Within just one shift earlier this week, staff at South Western Ambulance Service NHS Trust dealt with a series of unusual incidents in Dorset.
One woman phoned for an ambulance saying her finger was sore because she had burst a blood blister.
Another woman phoned for an ambulance because her ankles were ‘making cracking noises.’ And a woman phoned 21 times for an ambulance from 2am onwards, claiming she was lonely, lost, and ‘felt funny’.
Trained staff who spoke to her several times referred her details to her GP, and a nurse sent to her door found the woman sleeping off the effects of a hard night’s boozing.
On Christmas Eve, a man wanted an ambulance after hurting his ankle in a bar while using a punch bag machine.

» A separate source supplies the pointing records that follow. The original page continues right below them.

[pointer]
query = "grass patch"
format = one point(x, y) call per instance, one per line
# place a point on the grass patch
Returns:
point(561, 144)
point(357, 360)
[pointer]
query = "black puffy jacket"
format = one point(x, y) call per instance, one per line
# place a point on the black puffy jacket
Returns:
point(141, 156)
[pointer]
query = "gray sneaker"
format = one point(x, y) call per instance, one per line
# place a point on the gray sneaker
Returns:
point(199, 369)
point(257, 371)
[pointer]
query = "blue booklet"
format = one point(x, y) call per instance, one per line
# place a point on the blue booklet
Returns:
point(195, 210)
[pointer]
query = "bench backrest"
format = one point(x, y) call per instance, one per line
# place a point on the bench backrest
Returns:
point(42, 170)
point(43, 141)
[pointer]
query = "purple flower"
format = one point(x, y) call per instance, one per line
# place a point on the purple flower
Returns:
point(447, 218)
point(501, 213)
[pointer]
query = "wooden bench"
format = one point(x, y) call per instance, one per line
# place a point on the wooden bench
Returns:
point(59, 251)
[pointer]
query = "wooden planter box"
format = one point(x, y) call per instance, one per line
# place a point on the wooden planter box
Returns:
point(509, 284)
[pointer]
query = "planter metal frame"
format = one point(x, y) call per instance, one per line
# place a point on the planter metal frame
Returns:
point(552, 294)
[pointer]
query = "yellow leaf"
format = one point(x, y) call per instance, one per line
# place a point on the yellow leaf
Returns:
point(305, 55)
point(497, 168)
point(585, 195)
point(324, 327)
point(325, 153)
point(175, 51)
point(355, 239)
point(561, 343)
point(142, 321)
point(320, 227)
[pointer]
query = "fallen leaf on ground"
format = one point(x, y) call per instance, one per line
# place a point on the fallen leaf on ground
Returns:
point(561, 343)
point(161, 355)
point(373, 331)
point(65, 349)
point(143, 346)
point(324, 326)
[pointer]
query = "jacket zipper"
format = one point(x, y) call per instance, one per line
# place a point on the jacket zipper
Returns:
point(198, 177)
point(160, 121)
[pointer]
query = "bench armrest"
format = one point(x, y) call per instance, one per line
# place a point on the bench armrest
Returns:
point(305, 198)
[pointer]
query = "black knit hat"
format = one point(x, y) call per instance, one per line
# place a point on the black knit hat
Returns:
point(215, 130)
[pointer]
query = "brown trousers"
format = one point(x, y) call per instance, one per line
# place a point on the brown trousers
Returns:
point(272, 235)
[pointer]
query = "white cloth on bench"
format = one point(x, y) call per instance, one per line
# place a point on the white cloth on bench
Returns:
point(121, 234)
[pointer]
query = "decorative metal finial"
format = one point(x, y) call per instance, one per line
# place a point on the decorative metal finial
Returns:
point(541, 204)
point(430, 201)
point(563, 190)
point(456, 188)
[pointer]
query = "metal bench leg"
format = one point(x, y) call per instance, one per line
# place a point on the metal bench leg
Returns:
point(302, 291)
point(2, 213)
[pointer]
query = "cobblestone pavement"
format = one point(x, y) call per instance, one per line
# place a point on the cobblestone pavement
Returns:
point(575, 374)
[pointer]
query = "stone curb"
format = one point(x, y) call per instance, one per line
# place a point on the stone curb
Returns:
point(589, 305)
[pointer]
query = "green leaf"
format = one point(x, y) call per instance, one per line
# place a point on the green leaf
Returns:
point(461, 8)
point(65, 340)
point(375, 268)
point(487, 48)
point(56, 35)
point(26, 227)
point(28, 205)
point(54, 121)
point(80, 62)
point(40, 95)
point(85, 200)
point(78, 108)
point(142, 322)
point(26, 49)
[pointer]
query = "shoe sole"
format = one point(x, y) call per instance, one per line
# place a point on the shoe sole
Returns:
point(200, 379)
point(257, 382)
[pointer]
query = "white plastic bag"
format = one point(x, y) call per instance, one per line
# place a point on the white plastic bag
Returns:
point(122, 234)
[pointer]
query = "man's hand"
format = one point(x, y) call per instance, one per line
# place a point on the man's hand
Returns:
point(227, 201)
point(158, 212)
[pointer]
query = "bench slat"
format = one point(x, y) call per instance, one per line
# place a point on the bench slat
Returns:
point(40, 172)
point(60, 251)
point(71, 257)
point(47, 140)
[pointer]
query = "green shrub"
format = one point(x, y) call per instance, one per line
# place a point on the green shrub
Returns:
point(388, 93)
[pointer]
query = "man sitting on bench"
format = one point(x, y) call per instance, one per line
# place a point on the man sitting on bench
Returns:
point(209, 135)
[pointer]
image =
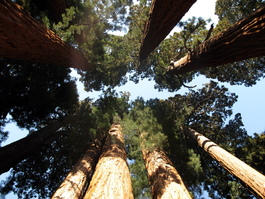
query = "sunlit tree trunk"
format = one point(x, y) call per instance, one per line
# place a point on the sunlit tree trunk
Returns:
point(12, 154)
point(165, 181)
point(22, 37)
point(112, 177)
point(164, 16)
point(76, 182)
point(244, 40)
point(252, 178)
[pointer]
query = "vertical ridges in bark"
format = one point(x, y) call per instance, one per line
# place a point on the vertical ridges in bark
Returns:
point(165, 180)
point(22, 37)
point(244, 40)
point(76, 182)
point(112, 177)
point(249, 176)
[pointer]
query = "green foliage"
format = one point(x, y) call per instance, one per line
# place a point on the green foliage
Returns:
point(246, 72)
point(41, 174)
point(238, 9)
point(29, 91)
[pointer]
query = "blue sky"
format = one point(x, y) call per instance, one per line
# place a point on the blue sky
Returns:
point(250, 102)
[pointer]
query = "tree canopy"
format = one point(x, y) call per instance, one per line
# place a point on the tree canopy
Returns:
point(35, 95)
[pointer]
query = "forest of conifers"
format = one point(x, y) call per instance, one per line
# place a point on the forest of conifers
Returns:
point(113, 147)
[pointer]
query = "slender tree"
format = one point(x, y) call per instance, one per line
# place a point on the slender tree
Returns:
point(111, 178)
point(77, 181)
point(163, 18)
point(252, 178)
point(34, 42)
point(17, 151)
point(244, 40)
point(164, 178)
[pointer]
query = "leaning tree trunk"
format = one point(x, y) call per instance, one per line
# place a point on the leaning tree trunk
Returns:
point(165, 181)
point(112, 177)
point(12, 154)
point(77, 181)
point(249, 176)
point(164, 16)
point(22, 37)
point(244, 40)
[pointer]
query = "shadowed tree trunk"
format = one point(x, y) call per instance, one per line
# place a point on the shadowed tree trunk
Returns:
point(164, 16)
point(77, 181)
point(165, 181)
point(112, 177)
point(12, 154)
point(22, 37)
point(249, 176)
point(244, 40)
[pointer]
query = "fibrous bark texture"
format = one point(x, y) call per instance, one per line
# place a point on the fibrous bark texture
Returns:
point(12, 154)
point(165, 181)
point(76, 182)
point(111, 179)
point(164, 15)
point(22, 37)
point(244, 40)
point(249, 176)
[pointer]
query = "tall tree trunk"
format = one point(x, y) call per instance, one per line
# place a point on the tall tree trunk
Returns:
point(244, 40)
point(22, 37)
point(165, 181)
point(164, 16)
point(77, 181)
point(112, 177)
point(12, 154)
point(252, 178)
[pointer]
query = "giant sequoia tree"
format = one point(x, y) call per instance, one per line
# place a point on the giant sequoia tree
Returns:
point(161, 157)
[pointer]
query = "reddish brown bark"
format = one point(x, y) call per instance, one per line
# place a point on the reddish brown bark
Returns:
point(252, 178)
point(165, 181)
point(76, 182)
point(112, 177)
point(164, 15)
point(22, 37)
point(244, 40)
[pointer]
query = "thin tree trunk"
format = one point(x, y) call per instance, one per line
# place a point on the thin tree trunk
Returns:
point(164, 15)
point(77, 181)
point(111, 179)
point(165, 181)
point(244, 40)
point(12, 154)
point(22, 37)
point(252, 178)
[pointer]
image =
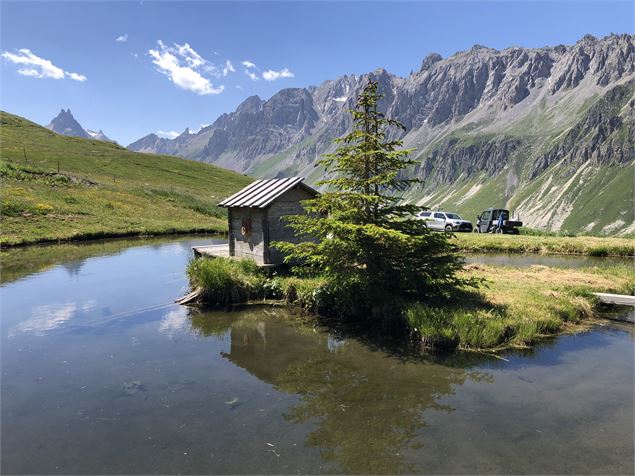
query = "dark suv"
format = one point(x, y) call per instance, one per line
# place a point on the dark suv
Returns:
point(496, 220)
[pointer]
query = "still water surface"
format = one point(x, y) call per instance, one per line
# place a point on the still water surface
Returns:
point(102, 374)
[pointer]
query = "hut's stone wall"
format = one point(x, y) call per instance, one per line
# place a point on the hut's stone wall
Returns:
point(265, 226)
point(251, 244)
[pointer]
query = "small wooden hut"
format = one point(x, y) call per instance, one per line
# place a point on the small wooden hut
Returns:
point(256, 217)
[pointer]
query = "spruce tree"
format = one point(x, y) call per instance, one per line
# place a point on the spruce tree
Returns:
point(359, 233)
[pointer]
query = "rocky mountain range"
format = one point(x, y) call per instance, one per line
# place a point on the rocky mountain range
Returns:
point(65, 124)
point(547, 132)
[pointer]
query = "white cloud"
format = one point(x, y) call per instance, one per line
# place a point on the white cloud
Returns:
point(271, 75)
point(37, 67)
point(252, 76)
point(168, 134)
point(184, 67)
point(229, 68)
point(76, 77)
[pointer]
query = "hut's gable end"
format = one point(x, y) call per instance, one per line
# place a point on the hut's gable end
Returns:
point(246, 233)
point(287, 204)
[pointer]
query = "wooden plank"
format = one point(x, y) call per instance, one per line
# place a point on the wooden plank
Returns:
point(211, 250)
point(222, 251)
point(621, 299)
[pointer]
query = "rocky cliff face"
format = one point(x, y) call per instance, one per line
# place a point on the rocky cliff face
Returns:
point(487, 126)
point(65, 124)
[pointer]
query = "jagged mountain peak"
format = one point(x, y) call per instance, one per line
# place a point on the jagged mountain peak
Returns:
point(65, 124)
point(481, 116)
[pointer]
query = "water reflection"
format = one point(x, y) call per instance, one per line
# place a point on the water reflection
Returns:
point(367, 407)
point(18, 263)
point(103, 374)
point(50, 316)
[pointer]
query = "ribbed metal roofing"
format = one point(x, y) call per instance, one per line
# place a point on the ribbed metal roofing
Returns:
point(261, 193)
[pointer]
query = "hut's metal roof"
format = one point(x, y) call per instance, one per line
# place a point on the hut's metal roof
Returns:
point(261, 193)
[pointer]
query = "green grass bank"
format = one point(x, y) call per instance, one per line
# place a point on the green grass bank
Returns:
point(560, 245)
point(66, 188)
point(511, 308)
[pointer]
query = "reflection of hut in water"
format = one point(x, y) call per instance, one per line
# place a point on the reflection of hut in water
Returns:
point(267, 348)
point(256, 217)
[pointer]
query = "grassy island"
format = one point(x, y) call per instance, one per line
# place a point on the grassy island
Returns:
point(511, 308)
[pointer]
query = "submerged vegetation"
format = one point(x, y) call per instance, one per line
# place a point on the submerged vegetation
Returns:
point(512, 307)
point(67, 188)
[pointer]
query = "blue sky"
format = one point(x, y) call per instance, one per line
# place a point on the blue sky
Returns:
point(172, 72)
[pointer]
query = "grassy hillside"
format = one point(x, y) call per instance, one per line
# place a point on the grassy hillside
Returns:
point(58, 188)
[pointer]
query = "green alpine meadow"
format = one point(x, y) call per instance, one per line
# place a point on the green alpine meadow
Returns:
point(290, 237)
point(67, 188)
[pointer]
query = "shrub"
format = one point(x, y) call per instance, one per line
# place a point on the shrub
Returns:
point(224, 282)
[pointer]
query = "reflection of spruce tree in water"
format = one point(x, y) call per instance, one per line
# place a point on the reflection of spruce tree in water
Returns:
point(73, 267)
point(367, 406)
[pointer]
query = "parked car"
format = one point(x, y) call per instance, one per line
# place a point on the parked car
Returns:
point(444, 221)
point(496, 220)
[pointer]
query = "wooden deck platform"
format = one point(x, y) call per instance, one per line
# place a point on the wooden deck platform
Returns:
point(620, 299)
point(221, 251)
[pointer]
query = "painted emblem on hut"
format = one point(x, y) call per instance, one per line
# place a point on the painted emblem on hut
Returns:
point(255, 217)
point(245, 229)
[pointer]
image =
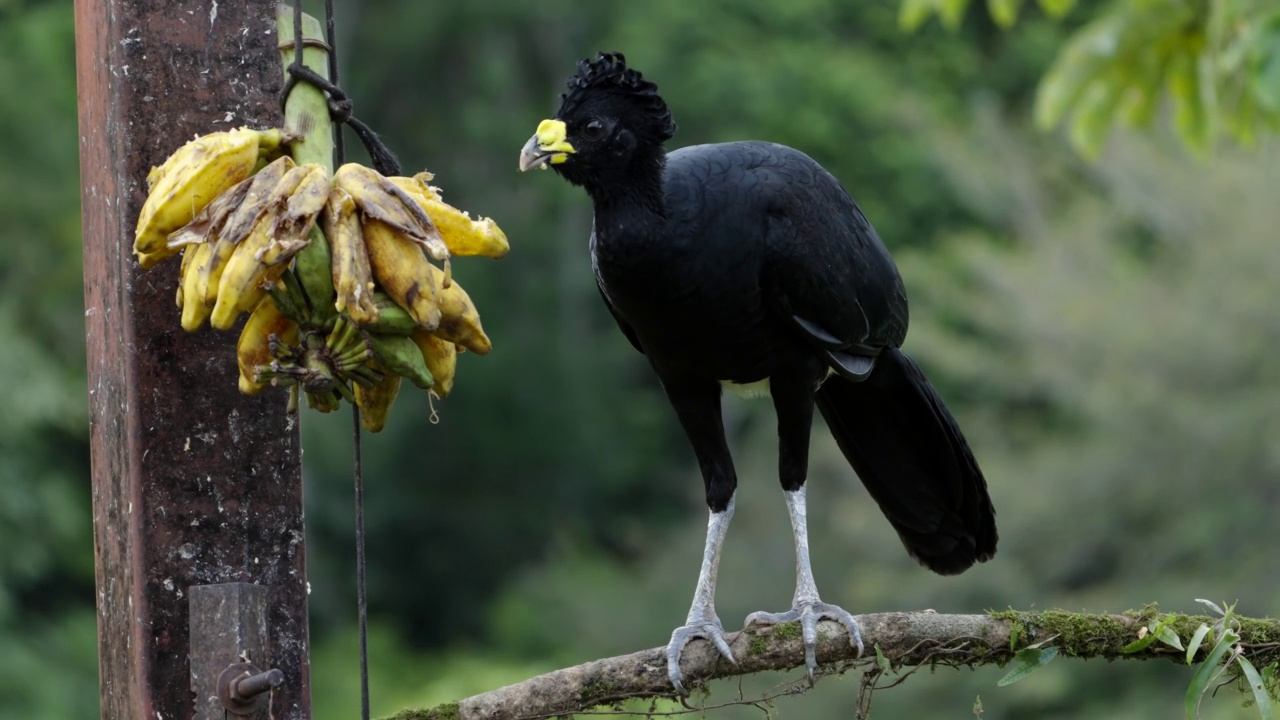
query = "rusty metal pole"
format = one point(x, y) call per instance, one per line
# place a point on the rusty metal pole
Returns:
point(192, 483)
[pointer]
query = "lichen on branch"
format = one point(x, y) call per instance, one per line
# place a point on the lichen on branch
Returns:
point(905, 639)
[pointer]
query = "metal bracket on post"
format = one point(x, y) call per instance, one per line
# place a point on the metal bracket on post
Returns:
point(229, 647)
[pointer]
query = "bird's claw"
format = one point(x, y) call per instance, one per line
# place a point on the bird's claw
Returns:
point(808, 614)
point(680, 637)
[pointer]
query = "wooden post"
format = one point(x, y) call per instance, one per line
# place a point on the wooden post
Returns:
point(192, 483)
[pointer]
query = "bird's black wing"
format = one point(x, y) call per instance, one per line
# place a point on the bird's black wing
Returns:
point(824, 270)
point(622, 324)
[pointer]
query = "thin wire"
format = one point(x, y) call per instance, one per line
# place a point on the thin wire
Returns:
point(332, 37)
point(362, 598)
point(339, 156)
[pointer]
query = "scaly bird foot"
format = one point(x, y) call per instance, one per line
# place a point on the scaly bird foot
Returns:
point(808, 614)
point(707, 629)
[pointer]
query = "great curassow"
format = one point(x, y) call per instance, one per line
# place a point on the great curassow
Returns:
point(748, 265)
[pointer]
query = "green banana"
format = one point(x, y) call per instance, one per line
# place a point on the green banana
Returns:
point(400, 355)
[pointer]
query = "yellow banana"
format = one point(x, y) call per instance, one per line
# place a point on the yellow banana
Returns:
point(254, 347)
point(259, 195)
point(401, 356)
point(187, 254)
point(402, 270)
point(190, 180)
point(193, 309)
point(352, 274)
point(375, 400)
point(209, 222)
point(464, 236)
point(440, 358)
point(380, 199)
point(460, 320)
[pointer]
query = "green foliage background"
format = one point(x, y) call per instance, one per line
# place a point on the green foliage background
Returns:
point(1105, 331)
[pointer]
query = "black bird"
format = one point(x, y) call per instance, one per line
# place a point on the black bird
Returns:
point(748, 265)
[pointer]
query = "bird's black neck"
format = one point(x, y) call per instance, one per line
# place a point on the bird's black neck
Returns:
point(635, 191)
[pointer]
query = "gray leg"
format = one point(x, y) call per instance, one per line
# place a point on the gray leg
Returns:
point(807, 606)
point(702, 621)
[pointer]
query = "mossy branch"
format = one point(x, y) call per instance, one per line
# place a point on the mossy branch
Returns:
point(905, 639)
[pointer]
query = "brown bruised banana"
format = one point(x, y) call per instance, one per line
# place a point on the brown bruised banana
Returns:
point(400, 355)
point(257, 196)
point(352, 274)
point(440, 358)
point(376, 399)
point(190, 180)
point(193, 309)
point(402, 270)
point(460, 320)
point(209, 222)
point(382, 200)
point(247, 277)
point(292, 228)
point(461, 235)
point(254, 347)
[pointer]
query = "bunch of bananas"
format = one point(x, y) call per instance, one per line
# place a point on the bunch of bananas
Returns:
point(336, 273)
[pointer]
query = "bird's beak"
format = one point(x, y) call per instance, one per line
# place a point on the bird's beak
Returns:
point(547, 147)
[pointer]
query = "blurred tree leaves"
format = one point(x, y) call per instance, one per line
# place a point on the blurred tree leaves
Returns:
point(49, 664)
point(1217, 63)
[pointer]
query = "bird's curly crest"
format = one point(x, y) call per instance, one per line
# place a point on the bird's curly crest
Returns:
point(609, 73)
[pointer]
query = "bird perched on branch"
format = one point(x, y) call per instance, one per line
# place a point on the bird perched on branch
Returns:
point(748, 265)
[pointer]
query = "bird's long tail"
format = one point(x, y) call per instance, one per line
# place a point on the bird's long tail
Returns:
point(909, 452)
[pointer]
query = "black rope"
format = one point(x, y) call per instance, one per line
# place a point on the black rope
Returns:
point(385, 163)
point(341, 105)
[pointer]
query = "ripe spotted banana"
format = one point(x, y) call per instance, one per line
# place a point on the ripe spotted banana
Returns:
point(190, 180)
point(261, 191)
point(193, 309)
point(464, 236)
point(380, 199)
point(248, 276)
point(440, 358)
point(352, 274)
point(402, 270)
point(460, 320)
point(254, 349)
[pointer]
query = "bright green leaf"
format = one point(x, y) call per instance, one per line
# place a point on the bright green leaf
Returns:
point(1207, 671)
point(1265, 82)
point(1083, 59)
point(1143, 642)
point(1056, 9)
point(1169, 637)
point(951, 12)
point(1197, 638)
point(1097, 109)
point(1191, 115)
point(913, 13)
point(1031, 660)
point(1004, 12)
point(1258, 687)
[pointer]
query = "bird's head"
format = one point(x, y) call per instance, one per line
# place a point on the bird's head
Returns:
point(611, 122)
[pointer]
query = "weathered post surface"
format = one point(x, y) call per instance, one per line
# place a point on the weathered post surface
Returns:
point(192, 483)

On the same day, a man walked up to an ambulance station saying he had toothache and asked to be taken to hospital.
And a man called for an ambulance after he tried to climb a fence to get into a football pitch and cut his hand.
At 2am on Christmas Day, ambulance, fire and police emergency services wasted an hour after a man claimed he was in a property that was on fire and a seven-year-old girl was unconscious.
When they could find no fire at the address he gave, they phoned the man back and were given a second address and again found no fire.
The man then said he was in a car and gave a location but again the services could find no trace of him.
Ambulance staff also fielded calls from a 74-year-old woman who broke her wrist falling off a skateboard, and somebody said he had burned his throat while eating a Brussels sprout.
An ambulance spokesman said: “Unless your life is being threatened because of an illness, unless it is urgent, please don’t phone us.”